The Sleep Apnea Cardiovascular Endpoints (SAVE) Study1 is one of the most important investigations into sleep apnea in recent times. Patients with established cardiovascular disease and sleep apnea–hypopnea syndrome (SAHS) were randomized to receive either conventional treatment or continuous positive airway pressure (CPAP) plus conventional treatment. The main objective was to determine if CPAP improved cardiovascular morbidity and mortality in this group of patients. The use of CPAP did not decrease the number of events in the intent-to-treat analysis of the main objective (a composite of cardiovascular death, myocardial infarction, stroke, admission for angina pectoris, congestive heart failure, stroke, and transient ischemic attack). In contrast, a significant improvement was reported in daytime sleepiness, quality of life, mood, and work productivity in patients who received CPAP.

The limitations and strengths of the study must be examined when interpreting the results. One of the most important limitations involves defining the presence of moderate-severe SAHS as a desaturation index greater than 12 (number of desaturations ≥4%/h), calculated using a screening device (Apnealink, ResMed). Although this simplified method is not the gold standard used in clinical practice, it fulfills the purpose of the trial: it would have been impossible to randomize 2717 patients in 7 countries and 89 different centers in a reproducible manner for centralized analysis without using a simple method. One thing we have learnt about simplified methods is that they can detect patients with significant SAHS in a large population of individuals. This diagnostic test is further limited by its inability to identify central events due to the absence of plethysmography bands. However, in this study, severe heart failure was an exclusion criterion, as was Cheyne–Stokes respiration. This minimized the inclusion of patients with central events, and treatment also was monitored by recording possible residual central events on the CPAP machine memory card.

The main limitation of the study, however, was CPAP adherence. Mean compliance was 3.3h per night, so patients on average spent more than half the night without treatment. The per-protocol analysis of 561 of the 1346 patients in the CPAP arm (41%) found no improvement in more compliant patients (≥4h/night), but it is unclear whether better compliance would have produced different results.

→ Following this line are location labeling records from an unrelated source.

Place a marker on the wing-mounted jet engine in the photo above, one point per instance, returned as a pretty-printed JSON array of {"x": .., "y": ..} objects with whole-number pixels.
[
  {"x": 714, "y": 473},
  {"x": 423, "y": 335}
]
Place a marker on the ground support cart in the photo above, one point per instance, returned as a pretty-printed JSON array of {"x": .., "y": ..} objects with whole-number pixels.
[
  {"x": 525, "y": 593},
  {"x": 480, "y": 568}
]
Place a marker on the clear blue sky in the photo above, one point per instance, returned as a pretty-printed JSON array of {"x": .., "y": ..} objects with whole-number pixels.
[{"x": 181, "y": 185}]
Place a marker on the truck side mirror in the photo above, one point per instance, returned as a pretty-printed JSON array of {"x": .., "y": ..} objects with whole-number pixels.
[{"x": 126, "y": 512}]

One of the strengths of the SAVE study is that it is the only SAHS study that has managed to randomize 2717 patients of different nationalities, while maintaining diagnostic and therapeutic uniformity over long-term follow-up. Furthermore, the study's sound methodology and robust data collection strengthen the author's conclusions.

Regarding the clinical application of the results, it is worth pointing out that the clinical characteristics of these patients differ in some respects from those usually seen in pulmonology and sleep clinics. The patients were non-obese, mostly Asian, with a mean age of 63 years, and generally asymptomatic. Consequently, the study conclusions do not significantly impact on our daily clinical practice, where patients of a different phenotype are usually seen: younger, more symptomatic, with a higher body mass index, etc. One of major implications of the study may be that, given the lack of improvement in the morbidity and mortality of the study patients, it does not seem justified to actively screen for SAHS among patients with vascular disease if they are symptom-free. Of course, specialists must continue to refer patients with suspected SAHS for further study, and those who require treatment should receive it according to current guidelines.

It must be remembered that the SAVE study was designed for secondary prevention, so the results should not be directly extrapolated to primary prevention. The patients’ age and their established vascular disease could have minimized the positive effect of CPAP. The study patients may have been “survivors” who have developed compensatory mechanisms that make them more resistant to insult (the ischemic preconditioning theory). This observation raises questions that could constitute an important new challenge in research.

In the per-protocol analysis, CPAP did show a possible protective effect against new cerebrovascular events in the most compliant patients (OR: 0.52; 95% CI: 0.30–0.90; P<.02). Although this finding may have been influenced by confounding factors and should be regarded with caution, it suggests that the impact of SAHS on the heart and the brain may be different. Perhaps the heart, when exposed to insult over time, is capable of developing protective mechanisms while the brain is not, and therefore continues to be susceptible. In this respect, the SAVE study opens a wide range of possibilities for future research, signaling the way toward several lines of investigation.

Two positive outcomes of the study were that CPAP significantly improved patients’ quality of life and fewer days were missed from work due to SAHS. The financial consequences of these results are not insignificant. Moreover, these results should compel us to rethink our attitude toward therapeutic interventions and to reassess our management of patients with a diagnosis of SAHS who can cope with their symptoms; these patients may benefit from a clear improvement in their activities of daily living.

Clinical trials are still in progress and no doubt will contribute revealing results to this field. The ISAAC study (NCT01335087), for example, has certain methodological differences from the SAVE study, and may provide additional information on the potential benefit of earlier application of CPAP after a cardiovascular event.

The SAVE study has contributed significantly to our current understanding of sleep apnea, and will help improve the clinical management of our patients, since it provides information on the effect of CPAP in a certain group of subjects, and points us toward new research lines for the future.